Mechanisms became thinner, more accurate, and more elegant. The industry continually moved forward. But the main principle - harnessing energy from the wearer's movement - remained unchanged. It is relevant even today. Every automatic mechanism in your watches traces its lineage back to this production in Grenchen in July 1926.

Rolex and Harwood
An interesting episode relates to how close the history of automatic watches came to being forgotten. When Rolex's Perpetual system began to dominate the post-war decades, the origin of automatic watches in the public consciousness became blurred. Rolex's marketing naturally focused on the brand's achievements, giving the impression that automatic watches originated in Geneva.

In June 1956, Rolex published a correction in the London newspaper Sunday Express, publicly acknowledging that the first automatic wrist mechanism was invented by John Harwood. The company apologized for any possible misimpression created by previous advertising. In subsequent years, portraits of Harwood even appeared in Rolex advertisements - a rare and significant gesture of recognition in the industry.

Fortis Today and the Legacy of Automatic Watches
A hundred years later, Fortis continues to produce watches in the same building in Grenchen where this chapter of watch history began. The atelier has transformed into a modern production facility, meeting today's demands, but the address and philosophy remain the same. The company, founded by Walter Vogt on the idea of robust mechanical watches for real-world use, continues to create just such products.

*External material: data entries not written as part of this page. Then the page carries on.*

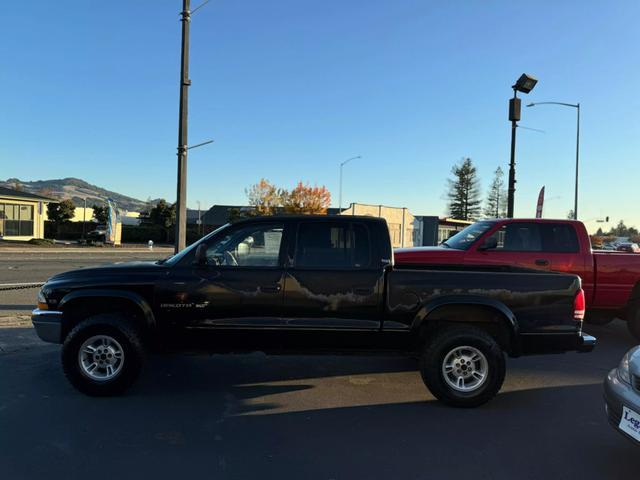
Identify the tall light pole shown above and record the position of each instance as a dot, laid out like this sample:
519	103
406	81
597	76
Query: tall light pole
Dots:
342	164
577	107
185	83
181	196
524	84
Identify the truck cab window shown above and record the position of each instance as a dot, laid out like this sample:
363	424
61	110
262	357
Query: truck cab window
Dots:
332	245
518	237
252	246
559	238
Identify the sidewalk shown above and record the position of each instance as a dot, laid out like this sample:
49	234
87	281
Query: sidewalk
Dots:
17	333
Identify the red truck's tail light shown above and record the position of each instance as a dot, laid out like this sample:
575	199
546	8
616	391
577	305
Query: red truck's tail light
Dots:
579	306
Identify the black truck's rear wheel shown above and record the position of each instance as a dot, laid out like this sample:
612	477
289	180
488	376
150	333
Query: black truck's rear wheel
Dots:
102	355
463	366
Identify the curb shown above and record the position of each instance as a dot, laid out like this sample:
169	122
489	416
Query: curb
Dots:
17	334
88	250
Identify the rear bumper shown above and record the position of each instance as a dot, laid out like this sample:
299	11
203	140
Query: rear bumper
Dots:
48	325
533	344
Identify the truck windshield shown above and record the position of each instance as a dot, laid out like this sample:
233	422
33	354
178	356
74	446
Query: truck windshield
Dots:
465	238
178	256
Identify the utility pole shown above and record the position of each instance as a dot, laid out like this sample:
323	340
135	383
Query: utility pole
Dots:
514	116
181	197
524	84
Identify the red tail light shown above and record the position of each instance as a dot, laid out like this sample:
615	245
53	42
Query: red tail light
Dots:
579	306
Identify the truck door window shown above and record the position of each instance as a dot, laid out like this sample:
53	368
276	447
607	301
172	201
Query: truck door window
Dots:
518	237
252	246
333	245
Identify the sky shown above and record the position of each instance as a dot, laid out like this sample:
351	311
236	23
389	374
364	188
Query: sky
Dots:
290	88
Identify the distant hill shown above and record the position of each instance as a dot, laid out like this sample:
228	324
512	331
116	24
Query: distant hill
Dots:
76	190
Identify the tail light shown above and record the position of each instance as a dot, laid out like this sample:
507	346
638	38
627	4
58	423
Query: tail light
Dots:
579	306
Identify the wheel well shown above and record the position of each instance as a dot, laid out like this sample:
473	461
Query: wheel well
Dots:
489	319
79	309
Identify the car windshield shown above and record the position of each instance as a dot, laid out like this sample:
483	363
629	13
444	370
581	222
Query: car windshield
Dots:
465	238
181	254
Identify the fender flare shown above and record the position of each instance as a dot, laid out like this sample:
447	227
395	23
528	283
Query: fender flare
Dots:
136	299
429	307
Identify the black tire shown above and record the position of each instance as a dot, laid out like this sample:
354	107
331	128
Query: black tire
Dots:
445	341
126	336
633	322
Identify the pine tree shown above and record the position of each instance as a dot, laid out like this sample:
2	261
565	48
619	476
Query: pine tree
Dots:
464	192
496	203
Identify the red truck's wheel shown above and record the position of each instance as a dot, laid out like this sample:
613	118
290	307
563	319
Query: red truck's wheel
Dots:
463	366
102	355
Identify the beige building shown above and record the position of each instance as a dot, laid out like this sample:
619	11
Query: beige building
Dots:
81	214
22	215
403	226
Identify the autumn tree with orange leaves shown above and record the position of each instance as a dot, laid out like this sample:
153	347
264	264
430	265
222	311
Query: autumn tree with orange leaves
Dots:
307	199
267	199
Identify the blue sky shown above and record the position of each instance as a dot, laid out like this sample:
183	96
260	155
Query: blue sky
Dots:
289	88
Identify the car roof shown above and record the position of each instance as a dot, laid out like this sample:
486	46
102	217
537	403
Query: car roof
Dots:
310	218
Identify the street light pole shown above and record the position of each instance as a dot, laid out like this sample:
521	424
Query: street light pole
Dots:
577	107
340	192
514	116
575	203
181	197
524	84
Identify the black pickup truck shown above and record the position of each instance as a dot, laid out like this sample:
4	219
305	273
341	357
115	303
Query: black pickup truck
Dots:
309	284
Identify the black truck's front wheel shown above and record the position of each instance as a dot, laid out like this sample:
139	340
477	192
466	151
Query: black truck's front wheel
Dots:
102	355
463	366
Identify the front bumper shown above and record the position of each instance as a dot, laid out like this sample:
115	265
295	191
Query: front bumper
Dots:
617	395
48	325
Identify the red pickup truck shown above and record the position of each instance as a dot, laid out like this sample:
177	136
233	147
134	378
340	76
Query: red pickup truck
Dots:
610	279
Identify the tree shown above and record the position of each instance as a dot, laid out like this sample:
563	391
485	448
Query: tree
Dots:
496	203
264	198
464	191
164	215
306	199
100	213
61	212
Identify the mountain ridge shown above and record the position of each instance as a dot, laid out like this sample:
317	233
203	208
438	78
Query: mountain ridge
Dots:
76	190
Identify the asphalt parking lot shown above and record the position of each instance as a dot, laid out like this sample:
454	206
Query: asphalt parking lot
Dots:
250	416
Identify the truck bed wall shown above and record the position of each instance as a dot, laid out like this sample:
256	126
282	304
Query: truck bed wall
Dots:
540	302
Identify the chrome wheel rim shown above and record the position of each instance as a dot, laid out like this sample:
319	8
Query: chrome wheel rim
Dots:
465	368
101	358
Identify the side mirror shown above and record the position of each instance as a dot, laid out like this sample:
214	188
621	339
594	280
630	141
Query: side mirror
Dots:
490	243
201	255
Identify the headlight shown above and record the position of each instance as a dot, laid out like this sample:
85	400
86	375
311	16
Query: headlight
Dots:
623	368
42	301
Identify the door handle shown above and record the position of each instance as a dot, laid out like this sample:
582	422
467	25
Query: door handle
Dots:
363	291
270	288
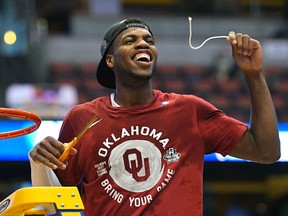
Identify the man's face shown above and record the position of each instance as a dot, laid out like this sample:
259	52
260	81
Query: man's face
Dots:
135	56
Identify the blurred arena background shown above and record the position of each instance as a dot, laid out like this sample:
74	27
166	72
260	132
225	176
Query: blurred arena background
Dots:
49	52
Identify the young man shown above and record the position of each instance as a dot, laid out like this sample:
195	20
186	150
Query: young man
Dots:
145	157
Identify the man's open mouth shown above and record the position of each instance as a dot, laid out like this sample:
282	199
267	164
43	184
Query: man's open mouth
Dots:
143	57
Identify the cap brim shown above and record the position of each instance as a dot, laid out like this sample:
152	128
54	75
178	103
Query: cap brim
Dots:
105	75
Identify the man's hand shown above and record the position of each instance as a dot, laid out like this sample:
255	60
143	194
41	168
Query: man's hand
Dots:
48	151
247	53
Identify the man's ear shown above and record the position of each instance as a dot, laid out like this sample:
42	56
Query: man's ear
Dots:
110	60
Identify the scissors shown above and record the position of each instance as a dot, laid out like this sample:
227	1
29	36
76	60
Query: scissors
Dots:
73	142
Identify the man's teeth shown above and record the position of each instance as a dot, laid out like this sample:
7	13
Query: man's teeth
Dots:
142	57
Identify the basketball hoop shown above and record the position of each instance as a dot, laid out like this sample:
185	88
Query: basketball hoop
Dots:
22	115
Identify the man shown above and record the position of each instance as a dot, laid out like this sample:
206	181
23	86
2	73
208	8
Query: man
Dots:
145	157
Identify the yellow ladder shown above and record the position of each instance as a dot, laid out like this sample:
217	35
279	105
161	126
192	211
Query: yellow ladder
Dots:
62	201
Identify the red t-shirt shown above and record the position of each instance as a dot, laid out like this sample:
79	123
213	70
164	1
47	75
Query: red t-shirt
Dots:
145	159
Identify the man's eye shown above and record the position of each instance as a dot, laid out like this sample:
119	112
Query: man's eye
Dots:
128	42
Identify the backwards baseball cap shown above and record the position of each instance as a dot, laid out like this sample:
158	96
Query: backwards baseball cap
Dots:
105	75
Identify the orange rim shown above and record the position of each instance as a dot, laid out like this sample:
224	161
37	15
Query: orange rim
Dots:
22	115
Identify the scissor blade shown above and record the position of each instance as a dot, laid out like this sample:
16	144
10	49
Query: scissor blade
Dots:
87	126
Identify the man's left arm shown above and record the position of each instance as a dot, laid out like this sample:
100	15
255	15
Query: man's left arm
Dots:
260	143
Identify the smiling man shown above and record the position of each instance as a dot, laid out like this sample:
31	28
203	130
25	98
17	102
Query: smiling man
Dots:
146	155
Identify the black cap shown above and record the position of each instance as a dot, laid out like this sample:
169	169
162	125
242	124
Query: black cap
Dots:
105	75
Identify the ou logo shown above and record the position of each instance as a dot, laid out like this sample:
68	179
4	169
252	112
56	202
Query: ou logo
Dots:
136	165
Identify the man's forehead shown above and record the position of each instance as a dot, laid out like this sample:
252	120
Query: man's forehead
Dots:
134	31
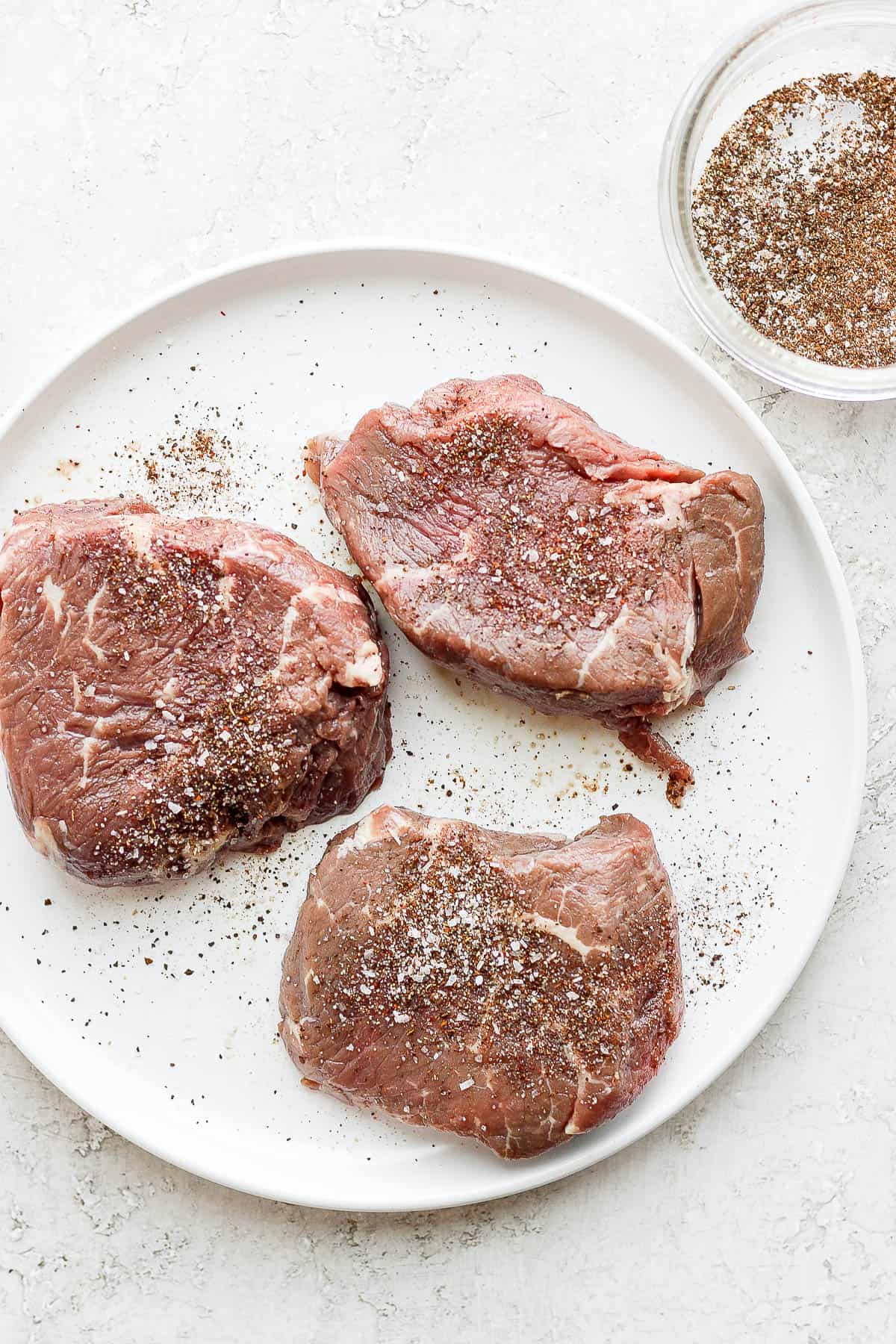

A centenary is a moment to pause and recognize not just the anniversary of a brand, but an important historical moment. July 13, 1926, is the day when automatic watches entered serial production and began their journey to becoming the main type of mechanical mechanism today. Every rotor in automatic watches - from industrial Miyota or Seiko to exclusive tourbillons - carries this date in its DNA.

Concluding Thoughts
Lovers of mechanical watches appreciate them in part because they are alive, unlike quartz. They move, "breathe," demand attention, and reward with tactile interaction with the mechanical heart - the mechanism. The automatic mechanism made these relationships more practical, turning daily winding from a necessity into a choice.